Public Disclosures of Potentially Novel Ideas

Inventors must pay special attention to the rules regarding public disclosure. Public disclosure is the practice of one of the following: filing a provisionary patent application, publishing papers in conferences, defending theses in open sessions, discussing ideas in departmental meetings, submitting abstracts of grant proposals to funding agencies, describing ideas in web pages, and others. If there has been no public disclosure of the patentable ideas before filing a U.S. patent, then the inventor has one year to file patent applications for protecting the same ideas in foreign countries. However, if a public disclosure has been made prior to filing a U.S. patent, then the inventor can only file foreign applications to protect the same ideas within one year of the public disclosure. It is thus very important to not disclose potentially patentable ideas to anyone.

Documentation and Inventorship

There are strict rules for establishing the concept of the patentable idea. It is generally recommended that bound notebooks with continuously numbered pages are used to document the novel ideas conceived, the date of idea conception, and the names of the inventors involved. This page must be signed by all inventors and cosigned by a witness, in order to be legally acceptable.

Whether or not all the inventors who sign such pages are a part of the eventual inventorship of a patent depends ultimately on the claims the patent contains. Inventors whose ideas form the basis of at least one of the claims in the patent are co-inventors. All coinventors have the same rights to make use of a granted patent (e.g., selling, enforcing, offering license, creating joint ventures, and signing codevelopment contracts), without the consent of the remainder co-inventors, unless the rights issue is clarified and agreed on by all co-inventors before the patent applications.

Safeguard Against the Loss of Intellectual Properties

One frequently encountered problem when marketing novel products/services to emerging economy countries is how to effectively prevent the loss of the intellectual properties.
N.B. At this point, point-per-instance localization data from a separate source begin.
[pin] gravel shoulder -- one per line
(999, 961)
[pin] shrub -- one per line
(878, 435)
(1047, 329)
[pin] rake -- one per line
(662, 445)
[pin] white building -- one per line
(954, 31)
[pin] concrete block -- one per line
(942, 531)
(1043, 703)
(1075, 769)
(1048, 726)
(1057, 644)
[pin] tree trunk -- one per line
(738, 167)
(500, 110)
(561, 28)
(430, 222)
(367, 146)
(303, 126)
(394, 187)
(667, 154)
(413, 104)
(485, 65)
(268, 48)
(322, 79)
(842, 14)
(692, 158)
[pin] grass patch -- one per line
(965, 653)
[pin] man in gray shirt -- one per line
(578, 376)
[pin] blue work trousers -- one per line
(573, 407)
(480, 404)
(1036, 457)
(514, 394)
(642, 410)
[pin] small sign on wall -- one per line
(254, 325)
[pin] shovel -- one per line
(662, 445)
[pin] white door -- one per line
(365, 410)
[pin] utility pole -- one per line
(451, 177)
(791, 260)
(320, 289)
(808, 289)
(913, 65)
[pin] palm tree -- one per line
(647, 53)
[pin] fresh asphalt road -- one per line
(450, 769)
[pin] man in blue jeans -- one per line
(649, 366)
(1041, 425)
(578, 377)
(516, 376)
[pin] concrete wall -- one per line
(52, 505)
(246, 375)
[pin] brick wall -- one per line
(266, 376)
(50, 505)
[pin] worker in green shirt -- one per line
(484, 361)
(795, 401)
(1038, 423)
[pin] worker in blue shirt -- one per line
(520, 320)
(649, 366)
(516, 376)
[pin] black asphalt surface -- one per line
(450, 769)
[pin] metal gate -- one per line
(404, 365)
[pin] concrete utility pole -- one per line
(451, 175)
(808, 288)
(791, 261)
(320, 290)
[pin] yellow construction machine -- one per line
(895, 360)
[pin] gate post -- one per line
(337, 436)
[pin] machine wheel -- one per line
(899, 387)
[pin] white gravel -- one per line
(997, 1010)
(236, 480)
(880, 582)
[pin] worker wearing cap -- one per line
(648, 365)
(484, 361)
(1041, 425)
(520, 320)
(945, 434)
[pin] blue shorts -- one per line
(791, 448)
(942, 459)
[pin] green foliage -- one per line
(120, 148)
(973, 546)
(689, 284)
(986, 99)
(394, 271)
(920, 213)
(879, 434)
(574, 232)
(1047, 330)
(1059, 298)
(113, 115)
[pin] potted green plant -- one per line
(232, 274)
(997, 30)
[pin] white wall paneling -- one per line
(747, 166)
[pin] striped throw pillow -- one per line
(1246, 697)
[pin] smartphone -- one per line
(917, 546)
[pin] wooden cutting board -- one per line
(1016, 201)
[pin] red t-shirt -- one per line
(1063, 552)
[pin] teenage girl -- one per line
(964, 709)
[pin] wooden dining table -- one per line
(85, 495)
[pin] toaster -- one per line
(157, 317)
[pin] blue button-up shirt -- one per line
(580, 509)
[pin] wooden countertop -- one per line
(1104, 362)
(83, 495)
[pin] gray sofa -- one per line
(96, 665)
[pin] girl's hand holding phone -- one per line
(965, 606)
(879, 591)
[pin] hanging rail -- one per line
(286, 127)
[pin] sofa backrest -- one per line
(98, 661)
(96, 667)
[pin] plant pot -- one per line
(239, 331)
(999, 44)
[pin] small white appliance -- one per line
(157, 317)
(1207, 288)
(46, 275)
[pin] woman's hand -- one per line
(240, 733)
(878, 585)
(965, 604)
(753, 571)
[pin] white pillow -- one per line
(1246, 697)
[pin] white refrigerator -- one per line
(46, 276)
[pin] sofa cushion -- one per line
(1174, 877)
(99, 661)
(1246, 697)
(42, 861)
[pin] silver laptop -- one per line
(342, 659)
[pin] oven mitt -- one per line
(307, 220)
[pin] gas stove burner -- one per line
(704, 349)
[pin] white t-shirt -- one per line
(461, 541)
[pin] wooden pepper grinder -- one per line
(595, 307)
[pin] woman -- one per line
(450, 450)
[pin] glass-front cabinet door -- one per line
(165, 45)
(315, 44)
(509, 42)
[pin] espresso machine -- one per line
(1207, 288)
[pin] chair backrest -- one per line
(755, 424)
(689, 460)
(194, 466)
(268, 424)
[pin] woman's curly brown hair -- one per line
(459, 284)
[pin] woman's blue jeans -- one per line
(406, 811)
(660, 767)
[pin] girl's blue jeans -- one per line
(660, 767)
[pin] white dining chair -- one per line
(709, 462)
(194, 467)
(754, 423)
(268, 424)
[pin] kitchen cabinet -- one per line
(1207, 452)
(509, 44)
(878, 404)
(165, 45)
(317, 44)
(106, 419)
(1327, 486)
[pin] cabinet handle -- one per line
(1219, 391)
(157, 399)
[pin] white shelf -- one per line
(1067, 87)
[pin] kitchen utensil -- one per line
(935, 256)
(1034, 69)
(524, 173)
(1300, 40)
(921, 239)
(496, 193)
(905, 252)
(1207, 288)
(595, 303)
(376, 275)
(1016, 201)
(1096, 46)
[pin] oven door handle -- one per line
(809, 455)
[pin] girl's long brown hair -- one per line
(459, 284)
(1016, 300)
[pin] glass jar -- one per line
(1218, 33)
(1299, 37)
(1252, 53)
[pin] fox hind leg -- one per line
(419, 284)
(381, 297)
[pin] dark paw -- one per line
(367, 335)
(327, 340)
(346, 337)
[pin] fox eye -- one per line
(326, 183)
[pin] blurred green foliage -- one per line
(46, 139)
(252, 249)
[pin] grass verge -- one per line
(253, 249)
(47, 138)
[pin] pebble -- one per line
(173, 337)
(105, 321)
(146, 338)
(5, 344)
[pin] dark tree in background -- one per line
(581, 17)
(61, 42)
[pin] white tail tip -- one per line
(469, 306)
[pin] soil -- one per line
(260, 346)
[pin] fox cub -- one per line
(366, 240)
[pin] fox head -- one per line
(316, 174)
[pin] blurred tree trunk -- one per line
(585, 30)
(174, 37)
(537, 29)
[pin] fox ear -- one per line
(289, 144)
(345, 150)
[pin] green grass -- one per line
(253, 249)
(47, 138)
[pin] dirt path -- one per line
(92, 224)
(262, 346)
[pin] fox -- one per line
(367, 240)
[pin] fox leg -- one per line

Many companies are known to achieve some success by applying the following tactics:

  • 1. When exporting hardware that requires the use of software, choose to have the hardware designed and manufactured in one country and the software in another.
  • 2. Sell and market the product/service of an older version, and not the most innovative ones.
  • 3. Screen all employees based on ethics.
  • 4. Require all company employees by contract not to work for competitors within three years of leaving the company.